Delivering formal learning
Slightly more than half (54 percent) of the formal learning hours used in 2018 were delivered using the traditional, live, face-to-face classroom, similar to the previous year. Organizations delivered another 11 percent of hours used through virtual classrooms, which rely on technology to connect a live instructor with learners. Employers can use virtual classrooms to reach dispersed workforces in real time while reducing or eliminating travel costs and time. The fact that about two-thirds of learning hours used were delivered in a traditional or virtual classroom underscores the importance of skilled trainers.
Self-paced online delivery (e-learning) accounted for 22 percent of hours used (see Figure 3). Among those companies that offer and track e-learning use, about eight in 10 have employees who access it on a laptop computer on a frequent basis and about seven in 10 have employees who use a desktop computer. Also, at slightly more than 40 percent of companies, employees frequently use smartphone browsers to access e-learning. However, use of smartphones to access e-learning varies widely by industry, perhaps due to differences in policies, security concerns, and attitudes related to the use of those devices in the workplace.
A closer look at on-the-job learning
Note that the detailed formal learning hours available and used only account for stand-alone learning occurring separately from job activities. However, at many organizations, learning experiences that happen during work are critical to employee development. Recognizing this, ATD asked respondents to assess their companies’ commitment to on-the-job learning activities (defined as any learning that is not a stand-alone activity and is intertwined with work activities).
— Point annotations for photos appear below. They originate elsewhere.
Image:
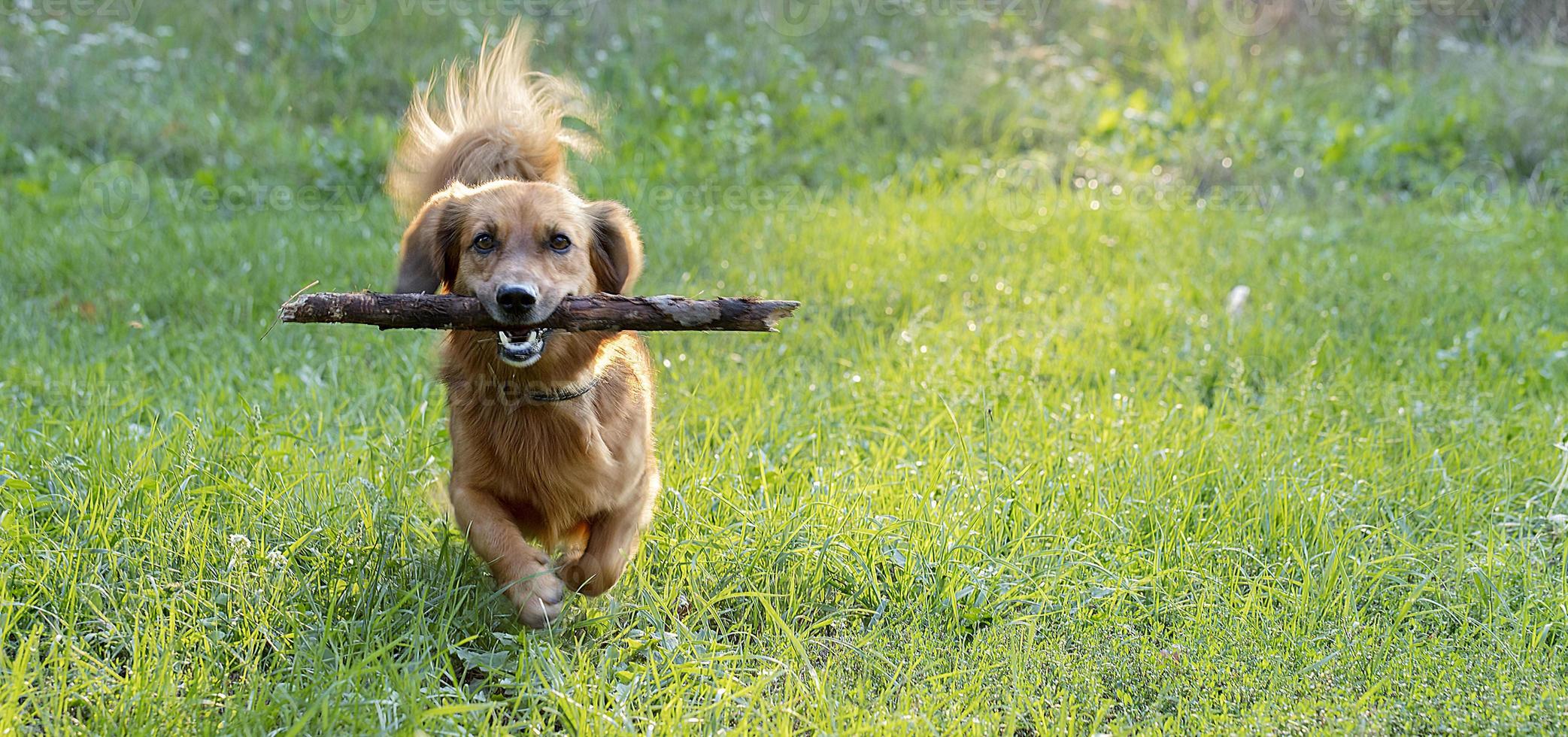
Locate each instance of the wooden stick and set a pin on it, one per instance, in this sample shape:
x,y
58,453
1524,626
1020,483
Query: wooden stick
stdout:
x,y
592,312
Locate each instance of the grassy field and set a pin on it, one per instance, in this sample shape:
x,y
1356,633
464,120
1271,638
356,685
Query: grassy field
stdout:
x,y
1026,463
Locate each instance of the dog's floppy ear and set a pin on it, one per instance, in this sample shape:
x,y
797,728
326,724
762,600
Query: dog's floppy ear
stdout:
x,y
430,245
617,247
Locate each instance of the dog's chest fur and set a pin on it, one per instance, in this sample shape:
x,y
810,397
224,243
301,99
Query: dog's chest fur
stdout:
x,y
554,463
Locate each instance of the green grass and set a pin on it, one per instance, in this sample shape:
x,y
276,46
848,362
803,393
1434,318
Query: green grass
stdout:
x,y
1008,472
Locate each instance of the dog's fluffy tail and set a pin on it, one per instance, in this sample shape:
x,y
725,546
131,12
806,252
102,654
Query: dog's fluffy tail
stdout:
x,y
496,120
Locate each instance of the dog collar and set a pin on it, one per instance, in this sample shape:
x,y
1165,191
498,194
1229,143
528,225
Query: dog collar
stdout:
x,y
565,394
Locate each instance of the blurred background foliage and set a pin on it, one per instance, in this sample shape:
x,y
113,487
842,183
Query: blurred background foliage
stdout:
x,y
1381,98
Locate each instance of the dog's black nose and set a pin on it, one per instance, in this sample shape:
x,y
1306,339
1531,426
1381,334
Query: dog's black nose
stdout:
x,y
517,299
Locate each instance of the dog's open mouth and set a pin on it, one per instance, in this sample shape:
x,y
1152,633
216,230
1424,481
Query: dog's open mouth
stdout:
x,y
521,348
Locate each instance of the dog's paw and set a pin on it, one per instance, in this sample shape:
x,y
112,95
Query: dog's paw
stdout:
x,y
538,599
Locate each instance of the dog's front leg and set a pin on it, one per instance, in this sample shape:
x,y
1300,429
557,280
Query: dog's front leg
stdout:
x,y
612,540
520,568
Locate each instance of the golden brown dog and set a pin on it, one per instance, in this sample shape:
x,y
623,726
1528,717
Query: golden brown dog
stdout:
x,y
550,432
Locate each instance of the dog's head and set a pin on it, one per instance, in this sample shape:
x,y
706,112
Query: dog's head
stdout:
x,y
520,248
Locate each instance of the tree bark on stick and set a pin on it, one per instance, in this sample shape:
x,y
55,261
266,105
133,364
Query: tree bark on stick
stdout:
x,y
592,312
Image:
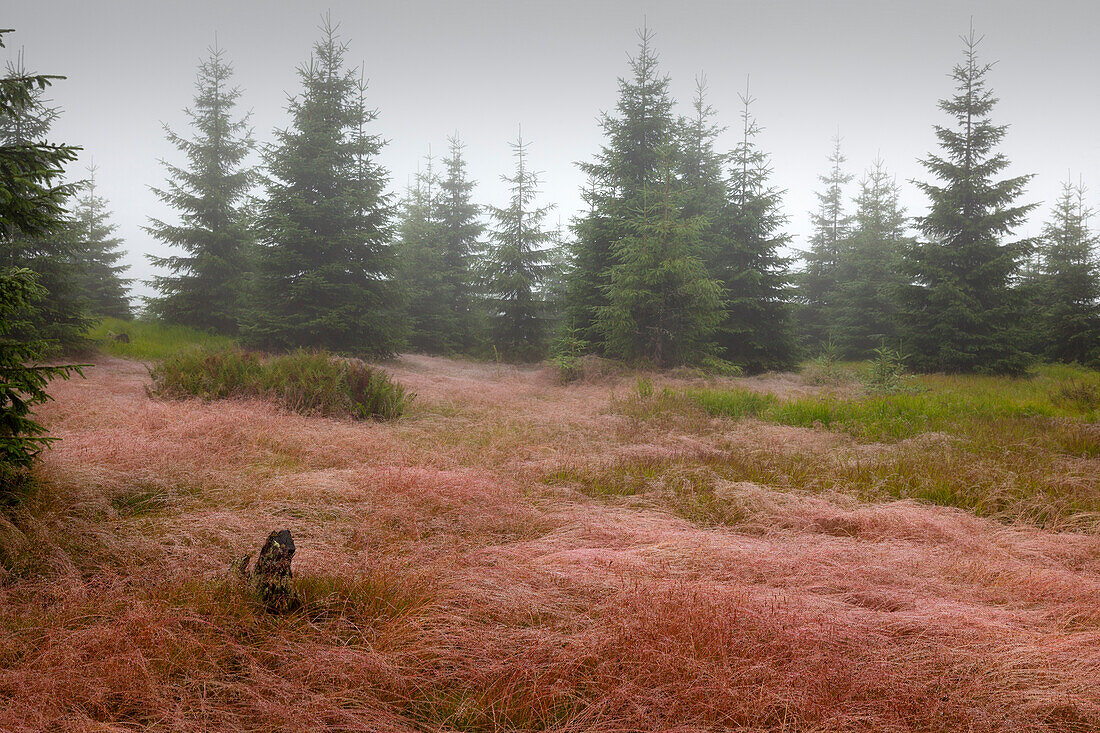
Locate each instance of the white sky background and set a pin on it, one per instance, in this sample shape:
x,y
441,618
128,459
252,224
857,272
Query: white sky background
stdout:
x,y
872,68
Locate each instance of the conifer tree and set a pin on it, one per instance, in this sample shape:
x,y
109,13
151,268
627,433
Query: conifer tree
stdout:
x,y
205,286
1068,285
627,165
461,229
325,265
960,314
421,267
56,317
866,313
98,253
32,204
702,167
817,282
516,263
756,329
662,306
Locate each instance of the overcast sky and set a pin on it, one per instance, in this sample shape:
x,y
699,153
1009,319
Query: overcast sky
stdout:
x,y
872,69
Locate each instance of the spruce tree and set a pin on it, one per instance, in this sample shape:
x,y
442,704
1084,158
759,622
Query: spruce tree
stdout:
x,y
325,265
662,306
32,205
702,167
206,284
756,329
421,267
516,265
98,253
1069,282
817,282
627,165
960,313
866,310
460,230
56,317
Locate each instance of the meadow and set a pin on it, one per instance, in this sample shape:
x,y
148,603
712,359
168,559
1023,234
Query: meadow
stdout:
x,y
629,551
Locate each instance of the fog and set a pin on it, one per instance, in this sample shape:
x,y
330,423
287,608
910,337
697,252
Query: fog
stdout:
x,y
872,70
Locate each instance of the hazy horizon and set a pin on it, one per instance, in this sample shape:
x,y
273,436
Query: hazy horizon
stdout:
x,y
872,70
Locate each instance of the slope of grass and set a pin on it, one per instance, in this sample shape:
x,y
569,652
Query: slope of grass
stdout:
x,y
672,570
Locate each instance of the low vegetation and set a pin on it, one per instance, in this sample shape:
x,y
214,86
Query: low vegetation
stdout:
x,y
307,382
150,340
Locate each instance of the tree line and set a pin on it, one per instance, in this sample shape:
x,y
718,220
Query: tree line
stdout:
x,y
678,256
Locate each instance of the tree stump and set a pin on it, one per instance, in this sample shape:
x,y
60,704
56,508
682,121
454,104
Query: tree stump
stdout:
x,y
271,576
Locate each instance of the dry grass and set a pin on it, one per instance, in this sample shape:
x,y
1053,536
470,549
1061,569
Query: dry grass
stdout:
x,y
517,555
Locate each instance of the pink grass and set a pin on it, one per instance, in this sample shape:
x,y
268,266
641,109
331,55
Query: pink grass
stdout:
x,y
468,595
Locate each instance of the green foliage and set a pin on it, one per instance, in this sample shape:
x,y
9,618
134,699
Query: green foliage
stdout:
x,y
961,314
22,383
755,329
825,368
205,285
628,163
887,372
325,266
305,381
662,306
99,276
31,207
821,275
1066,290
869,280
958,405
516,266
150,340
567,352
34,232
437,244
732,402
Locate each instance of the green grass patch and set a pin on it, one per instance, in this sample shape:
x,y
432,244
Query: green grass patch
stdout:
x,y
147,340
958,405
307,382
733,403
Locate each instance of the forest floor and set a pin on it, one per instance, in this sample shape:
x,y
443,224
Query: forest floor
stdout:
x,y
519,555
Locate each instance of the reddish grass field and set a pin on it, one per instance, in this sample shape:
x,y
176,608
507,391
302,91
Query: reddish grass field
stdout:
x,y
455,578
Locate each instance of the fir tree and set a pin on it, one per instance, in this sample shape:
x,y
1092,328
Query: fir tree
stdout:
x,y
325,265
756,329
98,253
56,316
460,232
866,313
516,263
32,204
205,285
961,314
702,167
1069,282
817,282
626,166
662,306
421,266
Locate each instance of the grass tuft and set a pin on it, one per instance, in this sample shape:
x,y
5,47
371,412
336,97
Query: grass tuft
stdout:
x,y
307,382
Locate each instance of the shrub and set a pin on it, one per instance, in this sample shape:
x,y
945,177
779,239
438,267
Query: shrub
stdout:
x,y
887,372
307,382
825,369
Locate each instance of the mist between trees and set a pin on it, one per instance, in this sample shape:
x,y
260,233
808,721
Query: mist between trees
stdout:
x,y
677,258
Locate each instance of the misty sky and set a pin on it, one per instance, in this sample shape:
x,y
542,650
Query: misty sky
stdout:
x,y
872,68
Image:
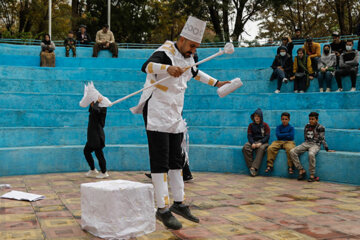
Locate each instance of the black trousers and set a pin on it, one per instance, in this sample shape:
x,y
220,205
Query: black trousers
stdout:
x,y
164,148
344,72
99,155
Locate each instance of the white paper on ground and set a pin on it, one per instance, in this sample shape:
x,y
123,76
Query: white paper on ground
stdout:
x,y
230,87
117,209
18,195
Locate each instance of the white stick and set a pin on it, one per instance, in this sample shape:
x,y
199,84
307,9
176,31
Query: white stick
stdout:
x,y
168,77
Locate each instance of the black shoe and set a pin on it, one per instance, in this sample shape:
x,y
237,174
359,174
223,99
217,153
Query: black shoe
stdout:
x,y
168,220
183,211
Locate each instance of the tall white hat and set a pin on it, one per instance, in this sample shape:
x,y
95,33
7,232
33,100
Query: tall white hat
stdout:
x,y
194,29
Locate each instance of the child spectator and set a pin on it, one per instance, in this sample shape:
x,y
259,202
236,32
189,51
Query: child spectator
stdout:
x,y
313,50
282,66
285,140
348,65
314,134
96,140
70,43
326,65
47,55
302,71
258,138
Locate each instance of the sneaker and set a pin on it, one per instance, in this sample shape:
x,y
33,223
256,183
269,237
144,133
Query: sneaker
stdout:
x,y
183,211
92,173
102,175
168,220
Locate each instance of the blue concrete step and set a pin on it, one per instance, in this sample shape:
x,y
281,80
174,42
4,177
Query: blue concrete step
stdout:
x,y
48,136
126,87
343,100
337,118
334,167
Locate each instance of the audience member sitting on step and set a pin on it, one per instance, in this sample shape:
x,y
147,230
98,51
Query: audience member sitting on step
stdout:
x,y
285,140
314,134
258,135
105,40
326,66
82,36
70,43
47,55
348,65
282,66
302,71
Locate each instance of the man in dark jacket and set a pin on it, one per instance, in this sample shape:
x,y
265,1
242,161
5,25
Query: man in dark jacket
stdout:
x,y
258,138
82,36
282,66
96,140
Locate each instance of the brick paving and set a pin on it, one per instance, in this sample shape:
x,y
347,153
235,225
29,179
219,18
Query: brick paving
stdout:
x,y
229,206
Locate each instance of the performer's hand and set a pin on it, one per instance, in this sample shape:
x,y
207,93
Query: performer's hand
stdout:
x,y
222,83
175,71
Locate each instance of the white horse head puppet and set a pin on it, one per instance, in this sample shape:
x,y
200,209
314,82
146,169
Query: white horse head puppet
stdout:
x,y
91,94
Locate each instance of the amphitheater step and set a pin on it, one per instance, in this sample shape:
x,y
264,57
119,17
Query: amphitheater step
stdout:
x,y
337,118
339,167
48,136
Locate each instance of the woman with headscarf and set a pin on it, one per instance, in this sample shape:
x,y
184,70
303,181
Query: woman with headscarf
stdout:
x,y
326,66
47,55
303,71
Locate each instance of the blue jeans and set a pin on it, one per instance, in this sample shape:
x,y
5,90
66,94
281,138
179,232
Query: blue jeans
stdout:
x,y
279,75
327,76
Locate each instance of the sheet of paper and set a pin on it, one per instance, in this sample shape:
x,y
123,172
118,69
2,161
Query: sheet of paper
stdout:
x,y
18,195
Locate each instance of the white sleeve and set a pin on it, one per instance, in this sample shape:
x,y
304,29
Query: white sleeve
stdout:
x,y
204,78
156,68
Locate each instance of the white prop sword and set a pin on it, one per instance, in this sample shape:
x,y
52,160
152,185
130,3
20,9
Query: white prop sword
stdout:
x,y
228,49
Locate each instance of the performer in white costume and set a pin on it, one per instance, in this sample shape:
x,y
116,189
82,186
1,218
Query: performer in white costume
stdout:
x,y
162,111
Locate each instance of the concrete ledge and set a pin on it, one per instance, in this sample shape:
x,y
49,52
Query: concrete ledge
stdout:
x,y
339,167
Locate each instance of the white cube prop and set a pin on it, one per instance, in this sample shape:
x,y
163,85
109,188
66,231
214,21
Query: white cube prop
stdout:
x,y
117,209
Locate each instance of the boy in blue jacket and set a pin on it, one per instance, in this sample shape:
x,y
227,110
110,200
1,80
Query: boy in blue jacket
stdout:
x,y
285,140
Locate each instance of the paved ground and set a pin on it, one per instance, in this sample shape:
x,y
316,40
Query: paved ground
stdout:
x,y
229,206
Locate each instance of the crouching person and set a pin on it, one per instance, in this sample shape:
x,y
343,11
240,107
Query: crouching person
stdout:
x,y
258,138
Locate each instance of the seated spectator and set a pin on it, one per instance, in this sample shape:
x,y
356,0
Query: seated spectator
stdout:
x,y
348,65
282,66
298,39
326,66
82,36
337,46
313,50
287,42
314,134
47,55
70,43
258,138
285,140
105,40
302,71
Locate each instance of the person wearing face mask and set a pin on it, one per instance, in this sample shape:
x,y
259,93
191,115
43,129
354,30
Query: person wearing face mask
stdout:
x,y
326,66
282,67
348,65
313,50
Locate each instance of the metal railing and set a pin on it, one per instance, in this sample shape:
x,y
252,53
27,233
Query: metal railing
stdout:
x,y
255,43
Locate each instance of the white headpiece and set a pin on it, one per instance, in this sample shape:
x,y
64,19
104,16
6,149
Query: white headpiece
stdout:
x,y
194,29
92,95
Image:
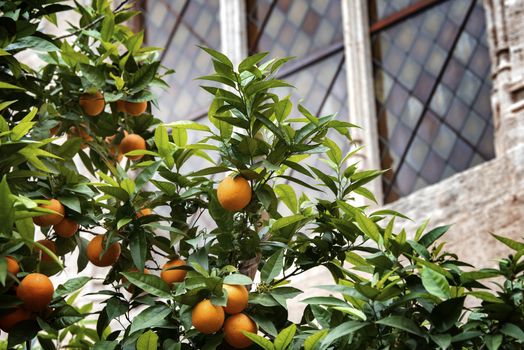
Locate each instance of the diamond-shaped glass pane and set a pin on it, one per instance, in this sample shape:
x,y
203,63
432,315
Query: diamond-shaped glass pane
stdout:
x,y
432,88
293,27
380,9
198,25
In 2018, 55 percent of organizations emphasized on-the-job learning to a high or very high extent (see Figure 4). Another 33 percent emphasized it to a moderate extent. Only 2 percent did not emphasize it at all. Although knowledge sharing happened to a high or very high extent in slightly more than half of companies, some types of on-the-job training, such as rotational training programs and apprenticeships, were much rarer and were not in place at all in many organizations.
About the Survey
The target survey population was organizations of various sizes and industries. The Association for Talent Development distributed a link to an online survey to the target population in June 2019. The survey closed in August.
A total of 318 unique companies submitted data for fiscal or calendar year 2018. All organization-level data are confidential; responses are aggregated, and only summary statistics across groups are reported. ATD does not share, sell, or discuss any individual-level data.
A Word About Benchmarking
The data presented in the State of the Industry report will aid readers in benchmarking their own organizations’ learning expenditures and activities against those of other organizations. To make benchmarking comparisons more meaningful, review the data by industry and workforce size groupings when possible.
However, be aware that all figures reported here are averages across groups, and the circumstances your company faces may be vastly different from those the average participating organization or even the average organization in the industry faces. Therefore, companies should not aim to replicate the numbers provided in the report but rather use the data as a benchmark so they can better understand their own learning expenditures and activities, as well as those of their peers.